We have met Harvie before, and not in the best of circumstances:

http://archives.econ.utah.edu/archives/a-list/2003w17/msg00059.htm

However, this is a good riposte to the sort of drivel that regularly
emanates from Gordon Brown, whose cheerleading for the "dynamic
entrepreneurialism" of the US economy has been among the most egregious acts
in his repertoire during the last decade.

-----

Could Brown's miracle prove to be a mirage?

Chris Harvie
Thursday May 27, 2004
The Guardian

"Castleblair to close!" says the Dunfermline burgh website.
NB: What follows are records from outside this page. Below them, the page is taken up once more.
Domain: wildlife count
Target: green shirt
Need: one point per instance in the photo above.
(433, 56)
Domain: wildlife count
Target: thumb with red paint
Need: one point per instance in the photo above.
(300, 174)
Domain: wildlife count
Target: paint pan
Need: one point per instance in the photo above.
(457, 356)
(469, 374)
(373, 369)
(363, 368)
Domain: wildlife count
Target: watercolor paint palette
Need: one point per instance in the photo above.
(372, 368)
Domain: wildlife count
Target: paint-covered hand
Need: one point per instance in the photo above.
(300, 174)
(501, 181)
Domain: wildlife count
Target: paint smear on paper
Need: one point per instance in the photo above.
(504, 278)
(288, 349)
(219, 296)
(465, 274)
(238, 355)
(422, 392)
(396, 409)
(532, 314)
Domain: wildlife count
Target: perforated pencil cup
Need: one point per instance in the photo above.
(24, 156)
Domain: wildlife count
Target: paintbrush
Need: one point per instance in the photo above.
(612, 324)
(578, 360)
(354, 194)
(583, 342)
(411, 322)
It would,
wouldn't it, this being Gordon Brown's seat. But the reference is to Fife's
largest clothing company, which is transferring production to Turkey.
Alongside Dunfermline's unopened Hyundai chip factory, it offers a microcosm
of an ailing Scots economy. Gordon Brown's seven years have been seen (by
him) as proof that everything "old Europe" was doing was wrong. To go from
Baden-Württemberg, with its hi-tech innovation (the A-Class, the Smart, new
trains and buses, environmental engineering and bright students), to Britain
has always been hallucinatory. Brown's miracle-working has made the feeling
more extreme. His claims are grounded on growth (about three times greater
than Germany's) and unemployment (about half).
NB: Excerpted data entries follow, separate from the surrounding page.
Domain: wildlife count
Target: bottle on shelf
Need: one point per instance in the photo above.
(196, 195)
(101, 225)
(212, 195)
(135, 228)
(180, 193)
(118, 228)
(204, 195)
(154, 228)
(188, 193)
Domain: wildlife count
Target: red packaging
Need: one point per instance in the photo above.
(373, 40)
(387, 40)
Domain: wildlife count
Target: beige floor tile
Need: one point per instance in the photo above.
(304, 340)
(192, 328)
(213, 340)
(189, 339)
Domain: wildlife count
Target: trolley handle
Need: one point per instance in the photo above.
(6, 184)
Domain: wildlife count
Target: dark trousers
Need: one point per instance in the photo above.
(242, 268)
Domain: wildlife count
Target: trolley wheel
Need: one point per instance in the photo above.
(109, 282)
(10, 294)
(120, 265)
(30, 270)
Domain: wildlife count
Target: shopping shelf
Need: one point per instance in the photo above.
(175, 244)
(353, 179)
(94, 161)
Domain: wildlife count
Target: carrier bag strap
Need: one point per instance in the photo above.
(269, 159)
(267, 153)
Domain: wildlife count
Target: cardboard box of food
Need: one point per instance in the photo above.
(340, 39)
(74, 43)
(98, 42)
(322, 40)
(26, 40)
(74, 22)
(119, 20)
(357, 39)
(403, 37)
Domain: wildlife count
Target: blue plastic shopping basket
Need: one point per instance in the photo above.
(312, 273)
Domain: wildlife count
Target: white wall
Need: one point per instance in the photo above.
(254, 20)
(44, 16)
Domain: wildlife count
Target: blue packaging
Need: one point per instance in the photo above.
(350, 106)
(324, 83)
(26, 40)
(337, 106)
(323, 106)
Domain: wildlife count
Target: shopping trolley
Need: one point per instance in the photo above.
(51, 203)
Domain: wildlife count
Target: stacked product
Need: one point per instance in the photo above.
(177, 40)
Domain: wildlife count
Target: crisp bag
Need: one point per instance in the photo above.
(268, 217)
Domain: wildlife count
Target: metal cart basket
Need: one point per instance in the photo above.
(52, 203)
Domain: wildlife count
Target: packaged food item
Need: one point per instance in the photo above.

Growth: think about cars. Despite New Labour's commitment to sustainable
development, Scots road traffic rose by 18% between 1993 and 2002. BaWü
makes many of those extra vehicles, but our thrifty ethic means our
car-buying, like our house-prices, has flat-lined. Britain's rotten public
transport - on Brown's watch - has partly led to this. But the real motor
has been a consumer-led boom caused by the remortgaging of a housing stock
whose prices have been driven by growth in household numbers four times that
of Germany, and wholesale speculation. Edinburgh's prices alone are up 200%
in three years: spectacular, but doesn't do much for industrial investment
or regional planning.

Or think about mobile phones. Germans certainly buy them but, as with their
cars, don't use them like us. The COI's Britain 2001 survey suggested that
between early 1999 and the summer of 2000, 24.7 million people bought
phones, paid connection charges and ran up bills. Assume £500 per phone per
year and you get £12.35bn. Set this against total GDP for 2000 of £891bn,
and this gives 1.4%, in a year which saw 2.9% growth. Knock off the 0.4% to
trim the phone-growth period to a year and you still have a third of
Britain's growth in perhaps Brown's most successful year coming from
something between a narcotic and a toy.

Or consider unemployment: British unemployment was about three points below
Germany's in December 2001. But David Webster of the LSE estimated that
"long-term sickness" could account for 7% out of work, compared with 2.1% in
Germany and 0.3% in France. People moved from unemployment benefit to
incapacity benefit as the terms of the former were made more rigorous.
Allowing for such socio-medical factors as drug addiction, about three times
the German level, teenage pregnancies and their consequences, and the
connection between poverty and ill-health, "real unemployment" is probably
greater than that of Ba-Wü.
Still, the Scottish workforce is a bigger proportion of the population than
that of Ba-Wü. But of Scotland's 2.3 million workers, 26% are part-time,
while in Baden-Württemberg this only reaches 15%. Unsurprising then that the
decrease in actual poverty has been, to put it mildly, gentle. As for
training: 25% of Scottish teenagers leave at 16 without qualifications; in
Germany it is 9.1%.

"What people don't realise," a Brown trusty said, "is how blind Gordon is."
Brown's clouded sight seems to mean that certain types of information come
over, via TV and trusted associates, while the appraisal of environments,
city streets, collective emotions is thin. Walk through a shiny-happy town
mall and notice that: a) there are no local names on the shops; and b) there
are a lot of for-sale signs in the adjoining streets. Lloyd George could do
this sort of thing, backed up by his Liberal manufacturing and journalist
friends; not so with Brown. The figures around the chancellor - Ed Balls,
Douglas Alexander and, at least initially, Geoffrey Robinson - were far from
the Scots planning tradition. The Bank of England, nationalised in 1917 by
the dour Andrew Bonar Law to finance war production on Clydeside and
elsewhere was in 1997 handed over to the City, not best known for its
interest in industry or the regions. "It is through manufacturing that we
will succeed or fail," Brown wrote in 1989. And now?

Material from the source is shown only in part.